Le projet Marsa, « la villa Médicis de l’écologie» !

Si le MaMo permet au designer de mêler art et design, il ne suffit pas à son bonheur. Ora ïto a acheté une partie de file du Frioul. Dans l’archipel emblématique de Marseille, il compte bien réaliser le projet de sa vie. « Quand j’ai acquis cette presqu’île située sur l’île du Frioul, je ne savais même pas pourquoi je l’achetais. Mais quand je suis dans un lieu, j’ai besoin de sentir sa force, sa puissance. Cela me permet de toujours garder l’excitation sur un endroit. C’est ce que j’ai ressenti sur cette île. » Ora ïto travaille aujourd’hui sur un projet de restauration du fort de Brigantin, bâtisse imposante du Frioul. Pas pour en faire un refuge privé, mais un lieu de travail et d’échange dédié à la protection de la mer et de l’environnement. Un lieu ouvert au public et aux chercheurs. « En tant que designer, j’ai une vraie responsabilité parce que je fais partie des acteurs de la pollution dans le monde. Je veux donc mettre mes idées au service de la nature, et faire de cette île la villa Médicis de l’écologie. » C’est Marsa. Le designer est suivi par la mairie dans ce projet solidaire, qui aura pour but de réunir des chercheurs venant des quatre coins du monde, de faire découvrir l’architecture sous-marine, ou encore d’agir sur la récupération des plastiques. À l’image du MaMo, Ora ïto veut faire venir des professionnels de tous les horizons et créer des ateliers pour résoudre des problématiques environnementales. « C’est en mettant au point des profils différents que ion crée des liaisons et des projets solides. Je veux faire de cet endroit un hub, qui regroupera entités et fondations pour mieux travailler ensemble. » Après avoir lancé un hub design, un hub d’art contemporain, il reste donc pour Ora ïto le plus difficile, le hub écologique.

La quête de sens

« L’avenir est entre nos mains. C’est à nous de changer demain. » Après moult projets et expériences, Ora ïto n’a plus la même conception du métier qu’à ses débuts, lorsqu’il avait envie de tout faire, et où il y avait tout à faire. « Nous vivons à l’époque qui a connu le plus d’évolution en si peu de temps. Aujourd’hui, moins j’en fais, mieux je me porte. Pas par paresse, mais par déontologie. Nous n’avons plus le temps de ne faire des choses que pour l’argent. J’ai besoin de savoir que ce que je fais a des répercussions. De plus en plus, laisser sa trace va devenir obsolète. » Le curseur a bougé et, pour le designer tricolore, s’enrichir à outrance est une perte de temps autocentrée.

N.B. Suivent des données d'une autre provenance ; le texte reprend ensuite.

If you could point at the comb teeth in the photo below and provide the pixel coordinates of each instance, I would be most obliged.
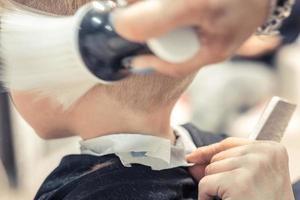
(274, 120)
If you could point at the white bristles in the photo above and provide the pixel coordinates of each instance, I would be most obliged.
(39, 53)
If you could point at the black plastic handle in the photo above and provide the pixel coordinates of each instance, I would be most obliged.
(102, 49)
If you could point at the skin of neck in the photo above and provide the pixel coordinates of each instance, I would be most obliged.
(99, 115)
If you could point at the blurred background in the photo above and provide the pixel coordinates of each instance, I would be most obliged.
(224, 98)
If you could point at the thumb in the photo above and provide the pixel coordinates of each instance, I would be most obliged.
(197, 171)
(148, 19)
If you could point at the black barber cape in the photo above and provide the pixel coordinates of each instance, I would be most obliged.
(87, 177)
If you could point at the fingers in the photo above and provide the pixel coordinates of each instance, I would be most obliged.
(221, 166)
(214, 185)
(233, 152)
(197, 171)
(204, 155)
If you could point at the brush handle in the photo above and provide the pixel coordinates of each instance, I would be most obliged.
(102, 49)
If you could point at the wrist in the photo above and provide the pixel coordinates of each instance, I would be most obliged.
(279, 10)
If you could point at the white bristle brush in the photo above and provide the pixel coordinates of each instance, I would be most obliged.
(63, 57)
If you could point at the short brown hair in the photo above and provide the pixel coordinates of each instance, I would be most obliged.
(59, 7)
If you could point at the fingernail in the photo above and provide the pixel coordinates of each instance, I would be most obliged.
(142, 71)
(127, 62)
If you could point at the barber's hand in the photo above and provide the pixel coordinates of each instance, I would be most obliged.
(222, 25)
(237, 169)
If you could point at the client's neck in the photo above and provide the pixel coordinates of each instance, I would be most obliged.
(94, 119)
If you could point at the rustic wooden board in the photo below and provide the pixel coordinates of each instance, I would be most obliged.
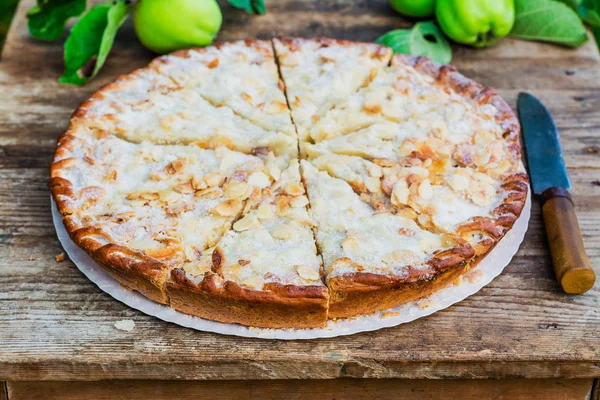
(342, 389)
(56, 325)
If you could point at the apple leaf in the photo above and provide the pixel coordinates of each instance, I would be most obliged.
(90, 41)
(424, 39)
(548, 21)
(251, 6)
(588, 10)
(46, 20)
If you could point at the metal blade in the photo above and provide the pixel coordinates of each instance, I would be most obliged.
(542, 144)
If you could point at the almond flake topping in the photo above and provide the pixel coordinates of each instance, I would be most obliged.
(246, 223)
(305, 272)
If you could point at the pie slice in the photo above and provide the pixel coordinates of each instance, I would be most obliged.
(418, 107)
(438, 196)
(265, 272)
(220, 96)
(156, 206)
(319, 73)
(374, 260)
(240, 75)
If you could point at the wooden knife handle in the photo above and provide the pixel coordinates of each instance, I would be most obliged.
(571, 263)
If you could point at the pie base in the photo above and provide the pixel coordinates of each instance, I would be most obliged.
(488, 268)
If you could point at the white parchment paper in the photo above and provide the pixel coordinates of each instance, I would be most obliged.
(490, 267)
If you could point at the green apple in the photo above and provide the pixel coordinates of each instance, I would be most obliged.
(167, 25)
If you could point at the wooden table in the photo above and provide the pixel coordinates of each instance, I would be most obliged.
(57, 327)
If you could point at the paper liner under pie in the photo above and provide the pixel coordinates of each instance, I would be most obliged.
(474, 280)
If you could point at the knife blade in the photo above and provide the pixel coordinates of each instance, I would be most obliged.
(550, 180)
(544, 154)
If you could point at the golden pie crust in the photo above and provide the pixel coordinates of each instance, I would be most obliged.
(168, 275)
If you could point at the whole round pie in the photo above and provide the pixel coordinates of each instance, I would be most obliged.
(283, 183)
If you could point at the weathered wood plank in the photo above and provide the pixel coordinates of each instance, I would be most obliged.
(574, 389)
(3, 391)
(56, 325)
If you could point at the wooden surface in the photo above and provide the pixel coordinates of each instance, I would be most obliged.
(56, 325)
(342, 389)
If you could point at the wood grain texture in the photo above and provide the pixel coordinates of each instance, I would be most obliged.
(56, 325)
(383, 389)
(3, 391)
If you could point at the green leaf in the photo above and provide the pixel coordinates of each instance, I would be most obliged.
(47, 19)
(424, 39)
(90, 41)
(596, 33)
(548, 21)
(589, 11)
(251, 6)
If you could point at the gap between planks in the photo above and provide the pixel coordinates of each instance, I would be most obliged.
(341, 389)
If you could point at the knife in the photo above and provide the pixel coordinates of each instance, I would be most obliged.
(550, 181)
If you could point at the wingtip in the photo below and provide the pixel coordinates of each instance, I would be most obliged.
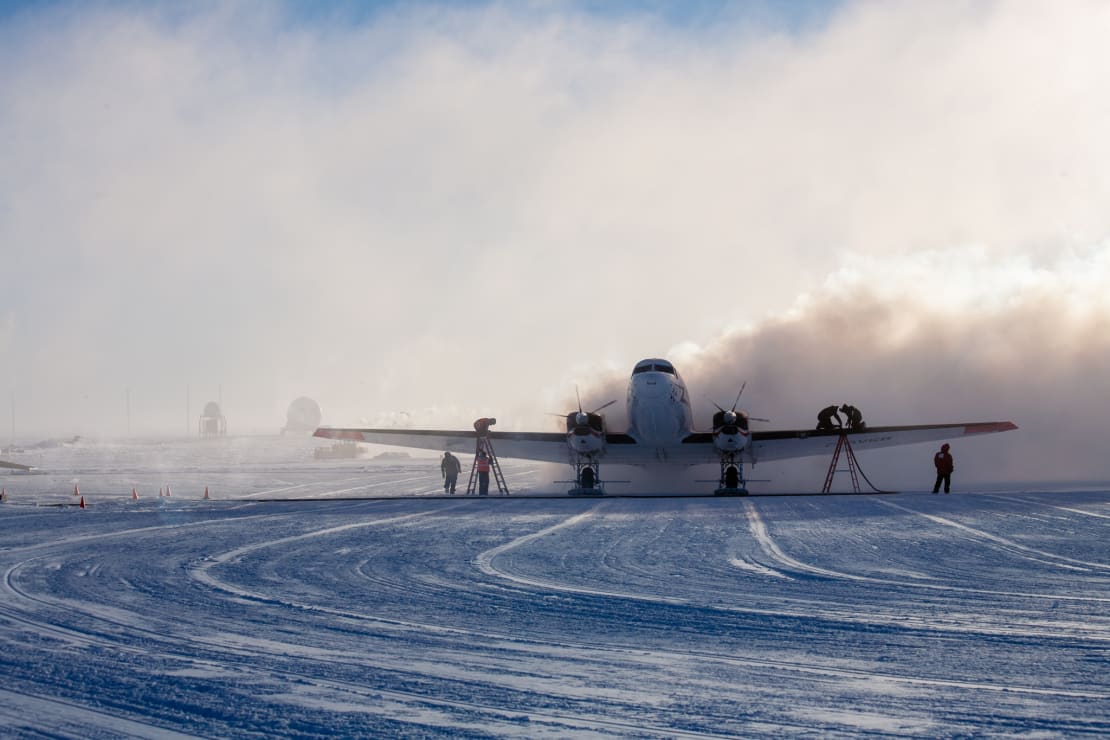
(989, 427)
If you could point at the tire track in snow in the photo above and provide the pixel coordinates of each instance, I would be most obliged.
(179, 646)
(1022, 551)
(848, 614)
(1055, 506)
(759, 531)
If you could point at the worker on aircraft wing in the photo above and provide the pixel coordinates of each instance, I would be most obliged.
(855, 417)
(827, 418)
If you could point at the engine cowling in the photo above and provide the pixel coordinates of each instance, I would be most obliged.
(585, 432)
(730, 432)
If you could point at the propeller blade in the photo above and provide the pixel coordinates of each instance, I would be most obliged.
(743, 385)
(605, 405)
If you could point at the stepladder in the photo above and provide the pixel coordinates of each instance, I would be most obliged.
(485, 462)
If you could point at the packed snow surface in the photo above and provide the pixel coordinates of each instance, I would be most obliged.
(411, 615)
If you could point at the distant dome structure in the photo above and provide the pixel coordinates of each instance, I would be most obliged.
(212, 423)
(303, 416)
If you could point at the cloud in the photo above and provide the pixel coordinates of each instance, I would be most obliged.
(947, 336)
(477, 209)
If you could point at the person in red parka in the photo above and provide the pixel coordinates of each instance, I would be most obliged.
(945, 467)
(483, 466)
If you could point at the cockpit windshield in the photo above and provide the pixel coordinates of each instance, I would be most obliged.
(654, 366)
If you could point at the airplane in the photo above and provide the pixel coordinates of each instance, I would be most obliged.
(661, 433)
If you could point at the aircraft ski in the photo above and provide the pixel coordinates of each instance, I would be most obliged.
(661, 434)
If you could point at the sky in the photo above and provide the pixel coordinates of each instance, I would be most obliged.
(422, 213)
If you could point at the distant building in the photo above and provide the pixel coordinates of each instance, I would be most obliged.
(212, 423)
(303, 416)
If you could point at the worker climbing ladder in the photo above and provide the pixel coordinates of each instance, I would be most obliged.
(844, 445)
(484, 445)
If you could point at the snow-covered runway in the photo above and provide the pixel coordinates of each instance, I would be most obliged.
(974, 614)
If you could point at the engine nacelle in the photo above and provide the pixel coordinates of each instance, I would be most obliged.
(585, 432)
(730, 431)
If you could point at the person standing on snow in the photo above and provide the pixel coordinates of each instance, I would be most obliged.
(450, 467)
(945, 467)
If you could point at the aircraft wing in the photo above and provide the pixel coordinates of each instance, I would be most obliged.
(768, 446)
(695, 449)
(524, 445)
(13, 466)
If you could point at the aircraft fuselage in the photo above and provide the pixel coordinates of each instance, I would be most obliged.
(659, 413)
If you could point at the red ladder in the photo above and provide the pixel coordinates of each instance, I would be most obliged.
(485, 445)
(843, 443)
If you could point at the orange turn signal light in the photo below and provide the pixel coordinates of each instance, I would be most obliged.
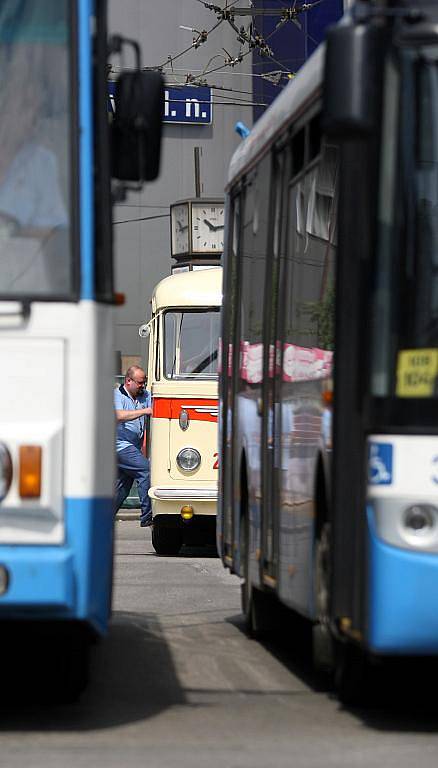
(327, 397)
(30, 460)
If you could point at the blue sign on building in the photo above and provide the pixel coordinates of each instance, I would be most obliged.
(185, 104)
(188, 104)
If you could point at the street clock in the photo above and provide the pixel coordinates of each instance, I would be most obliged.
(197, 228)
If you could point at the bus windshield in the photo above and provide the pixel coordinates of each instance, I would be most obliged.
(405, 291)
(35, 94)
(191, 344)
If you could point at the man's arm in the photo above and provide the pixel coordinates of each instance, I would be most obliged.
(131, 415)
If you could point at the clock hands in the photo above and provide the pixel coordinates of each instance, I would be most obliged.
(213, 227)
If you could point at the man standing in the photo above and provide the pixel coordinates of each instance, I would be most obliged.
(132, 403)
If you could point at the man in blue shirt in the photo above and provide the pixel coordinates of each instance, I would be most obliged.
(132, 403)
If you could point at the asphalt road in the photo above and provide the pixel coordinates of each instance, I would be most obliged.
(178, 683)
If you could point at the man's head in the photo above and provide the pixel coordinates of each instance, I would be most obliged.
(135, 380)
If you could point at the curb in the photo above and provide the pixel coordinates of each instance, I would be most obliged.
(128, 514)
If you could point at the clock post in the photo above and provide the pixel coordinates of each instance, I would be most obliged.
(197, 232)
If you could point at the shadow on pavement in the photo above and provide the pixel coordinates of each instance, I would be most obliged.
(132, 677)
(401, 694)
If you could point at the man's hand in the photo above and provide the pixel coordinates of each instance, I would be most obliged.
(131, 415)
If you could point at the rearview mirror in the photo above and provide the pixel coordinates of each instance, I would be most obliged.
(353, 80)
(136, 127)
(144, 331)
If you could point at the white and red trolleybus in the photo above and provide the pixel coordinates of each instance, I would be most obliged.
(182, 376)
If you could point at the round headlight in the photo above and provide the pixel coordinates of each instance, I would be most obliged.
(420, 519)
(188, 459)
(5, 471)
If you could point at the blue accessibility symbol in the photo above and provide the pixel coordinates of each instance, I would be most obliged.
(380, 464)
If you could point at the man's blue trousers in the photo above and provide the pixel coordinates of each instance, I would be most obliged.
(132, 465)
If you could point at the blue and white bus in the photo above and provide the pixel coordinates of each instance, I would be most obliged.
(56, 304)
(328, 483)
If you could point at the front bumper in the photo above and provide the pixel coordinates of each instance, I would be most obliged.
(402, 598)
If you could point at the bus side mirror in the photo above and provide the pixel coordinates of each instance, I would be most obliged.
(144, 331)
(353, 80)
(136, 126)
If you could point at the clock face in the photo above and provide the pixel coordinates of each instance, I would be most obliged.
(207, 227)
(180, 228)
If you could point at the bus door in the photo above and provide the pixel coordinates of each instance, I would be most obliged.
(272, 363)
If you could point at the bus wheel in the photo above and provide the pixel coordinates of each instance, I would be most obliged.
(68, 663)
(351, 674)
(256, 605)
(322, 638)
(166, 540)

Réorienter ses rêves et, surtout, se demander si ce que l’on fait a du sens, voilà le nouveau schéma de vie qui remplace peu à peu celui de l’individualisme des années passées. « Le succès entrepreneurial aujourd’hui, ce n’est plus le chiffre d’affaires, mais ce que le business va générer. » Une nouvelle représentation qui, pour Ora ïto, touchera tous les secteurs, y compris le statutaire et traditionnel marché du luxe. « Le luxe, c’est l’histoire de quelqu’un qui a pris son outil, l’a modifié, de sorte qu’au fil des années, le savoir-faire se perfectionne et devienne un style à part entière. C’est pourquoi il est difficile de créer une marque de luxe aujourd’hui. Parce quelles regorgent d’un savoirfaire ancestral. » Selon le designer nommé chevalier des Arts et Lettres par Frédéric Mitterrand lorsqu’il était ministre de la Culture, une nouvelle notion va s’intégrer au luxe : l’écoresponsabilité. « Nous sommes en train de vivre un cataclysme mondial qui va remettre les pendules à l’heure. Le monde en a besoin. Il s’agit maintenant de trouver le bon positionnement, et je suis persuadé que c’est le bon moment pour lancer le projet Marsa. » Une prise de conscience solidaire pour le designer français, qui, en perpétuelle quête de sens, va s’engager en faveur de l’humain.